The Vigra Copper Mine is situate to the west of Clogau, and takes up nearly the whole of the Vigra Mountain. Extensive explorations have been carried on here for copper, some of which is auriferous. The lode-stuff, taken at random, yields nearly half an ounce of gold to the ton, on assay. Specimens have produced more than this. Visible gold is said to have been found here. This mine ought to be worked on a large scale for gold. The Clogau Gold Mill is erected on this property. Tyddyndu Mine, or as it is called "Victoria," lies between the Vigra and Clogau Mines, to the south of Maesclawdd, and extends under the turnpike-road at Pontddu to the river Mawddach. There are several lodes on this property, all of which are auriferous. At present they are poor at surface.

North Vigra Mine has several lodes, said to be gold-bearing.

The Wellington Mines have some very large quartzose lodes in them, which are undoubtedly auriferous.

Fach-ynys Mine.-The lodes here have yielded 6 dwts. of gold to the ton at the surface. This mine promises to be rich.

Nant-Coch Mine has given by assay, and, singularly enough, by Britten's Machine, 9 dwts. 13 grs. of gold to the ton of mineral.

Llanaber Mine, near Barmouth, is also auriferous at surface.

The known gold localities are now multiplied; and the author added, that he should not be at all surprised if every quartzose vein of the district is found to be auriferous, but that it must by no means be inferred from this that every quartzlode will pay for working some will not; but where there are so many, some certainly will prove rich.

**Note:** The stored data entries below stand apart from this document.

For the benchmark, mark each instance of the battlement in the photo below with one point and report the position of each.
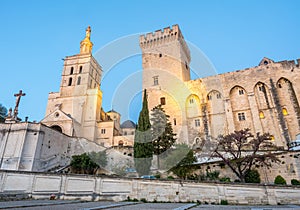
(161, 36)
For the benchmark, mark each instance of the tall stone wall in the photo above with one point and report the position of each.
(38, 185)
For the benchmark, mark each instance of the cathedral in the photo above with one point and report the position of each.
(264, 98)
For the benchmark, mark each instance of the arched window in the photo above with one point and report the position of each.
(121, 143)
(70, 81)
(57, 128)
(78, 80)
(163, 101)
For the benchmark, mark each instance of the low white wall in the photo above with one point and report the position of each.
(39, 185)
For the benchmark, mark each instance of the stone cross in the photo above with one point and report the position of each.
(18, 95)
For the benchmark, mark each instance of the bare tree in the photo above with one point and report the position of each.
(241, 150)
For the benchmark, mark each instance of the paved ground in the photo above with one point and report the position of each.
(78, 205)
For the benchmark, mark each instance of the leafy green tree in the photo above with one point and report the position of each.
(180, 160)
(162, 132)
(295, 182)
(252, 176)
(83, 164)
(241, 150)
(279, 180)
(143, 147)
(3, 113)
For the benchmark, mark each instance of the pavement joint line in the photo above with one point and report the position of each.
(187, 206)
(39, 204)
(113, 205)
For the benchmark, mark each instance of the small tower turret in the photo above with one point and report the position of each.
(86, 45)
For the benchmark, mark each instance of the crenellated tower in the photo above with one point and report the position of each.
(76, 108)
(166, 59)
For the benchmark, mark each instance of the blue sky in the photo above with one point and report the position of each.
(36, 35)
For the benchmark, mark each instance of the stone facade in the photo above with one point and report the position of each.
(37, 185)
(264, 98)
(36, 147)
(76, 110)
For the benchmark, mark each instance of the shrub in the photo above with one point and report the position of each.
(225, 179)
(143, 200)
(157, 176)
(224, 202)
(213, 175)
(252, 176)
(295, 182)
(279, 180)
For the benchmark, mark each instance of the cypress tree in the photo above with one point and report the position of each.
(162, 132)
(143, 148)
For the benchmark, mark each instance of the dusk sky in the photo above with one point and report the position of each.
(37, 35)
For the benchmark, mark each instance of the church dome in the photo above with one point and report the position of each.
(128, 124)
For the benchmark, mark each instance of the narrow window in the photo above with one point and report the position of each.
(155, 80)
(163, 101)
(284, 111)
(261, 88)
(78, 80)
(197, 122)
(261, 115)
(241, 116)
(70, 81)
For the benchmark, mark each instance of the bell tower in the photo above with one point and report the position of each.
(76, 108)
(166, 59)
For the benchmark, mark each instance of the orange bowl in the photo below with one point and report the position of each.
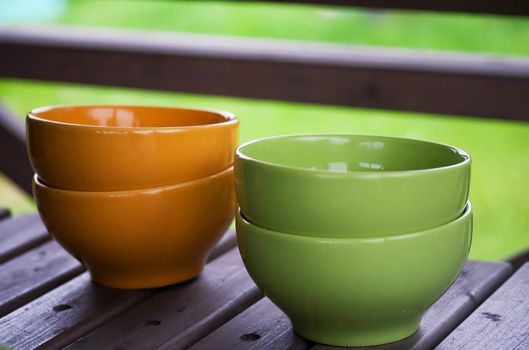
(141, 238)
(113, 148)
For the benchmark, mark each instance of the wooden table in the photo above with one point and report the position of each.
(48, 301)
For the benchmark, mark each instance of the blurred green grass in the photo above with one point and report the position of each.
(424, 30)
(499, 188)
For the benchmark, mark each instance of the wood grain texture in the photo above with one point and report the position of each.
(178, 316)
(15, 162)
(261, 326)
(70, 311)
(385, 78)
(476, 282)
(33, 273)
(504, 7)
(264, 326)
(20, 234)
(501, 322)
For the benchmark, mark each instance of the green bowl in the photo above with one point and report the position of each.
(350, 185)
(355, 291)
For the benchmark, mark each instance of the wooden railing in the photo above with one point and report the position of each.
(412, 80)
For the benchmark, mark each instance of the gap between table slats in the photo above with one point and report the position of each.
(501, 322)
(73, 309)
(264, 326)
(178, 316)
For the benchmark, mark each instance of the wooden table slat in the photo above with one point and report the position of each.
(20, 234)
(263, 326)
(501, 322)
(66, 313)
(32, 274)
(178, 316)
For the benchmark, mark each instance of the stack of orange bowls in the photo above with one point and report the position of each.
(139, 195)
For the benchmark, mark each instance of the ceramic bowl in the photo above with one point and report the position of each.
(111, 148)
(141, 238)
(350, 185)
(355, 291)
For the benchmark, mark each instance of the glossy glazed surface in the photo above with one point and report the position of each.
(143, 238)
(110, 148)
(350, 185)
(355, 292)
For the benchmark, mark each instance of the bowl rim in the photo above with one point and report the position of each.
(230, 117)
(38, 182)
(468, 212)
(467, 159)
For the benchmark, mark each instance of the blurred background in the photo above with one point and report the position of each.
(500, 148)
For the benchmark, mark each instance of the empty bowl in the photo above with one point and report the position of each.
(140, 238)
(350, 185)
(355, 291)
(111, 148)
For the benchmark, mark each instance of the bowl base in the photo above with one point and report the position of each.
(151, 279)
(337, 336)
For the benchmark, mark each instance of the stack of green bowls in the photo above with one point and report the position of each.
(354, 237)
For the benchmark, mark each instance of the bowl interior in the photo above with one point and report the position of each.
(129, 116)
(351, 153)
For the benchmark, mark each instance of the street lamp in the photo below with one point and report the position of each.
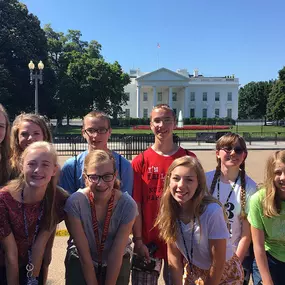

Having said thus much upon the increased number of places in which gold is found in this district, the author made some reference to the modes of gold-extraction now in operation.

Notice of some Mammalian Remains from the Bed of the German Ocean.

By C. B. ROSE, F.G.S., &c.

It has for a very long period been known that, during the degradation of the cliffs of the counties of Norfolk, Suffolk, and Essex, teeth and bones of various mammals have been exhumed, and, more largely, those of Pachyderms. In Queen Elizabeth's time, huge bones were found at Walton, near Harwich. They were then considered to be those of giants. In the Philosophical Transactions' for 1745, a Mr. Baker records the finding of a fossil elephant at Mundesley Cliff; and, in 1746, Mr. Wm. Arderson, of Norwich, makes mention of similar remains discovered at Hasborough and Walket, on the Norfolk coast.

In the course of years, vast numbers of teeth and bones have been collected. The late Mr. Woodward, of Norwich, says, in his 'Geology of Norfolk,' "Mammalian remains have been dredged up on the Knole Sand off Hasborough. This spot presented us, in 1826, with the finest tusk of the Mammoth; it measured 9 feet along its curvature, and weighed 97 lbs." But off Dungeness a tusk was dredged up which measured 11 feet in length, and yielded some pieces of ivory fit for mauufacture. The oyster-bed off Hasborough was discovered in 1820, and, from the number of grinders of the Elephant found there, Mr. Woodward felt himself warranted in concluding that upwards of 500 animals were deposited in that limited space.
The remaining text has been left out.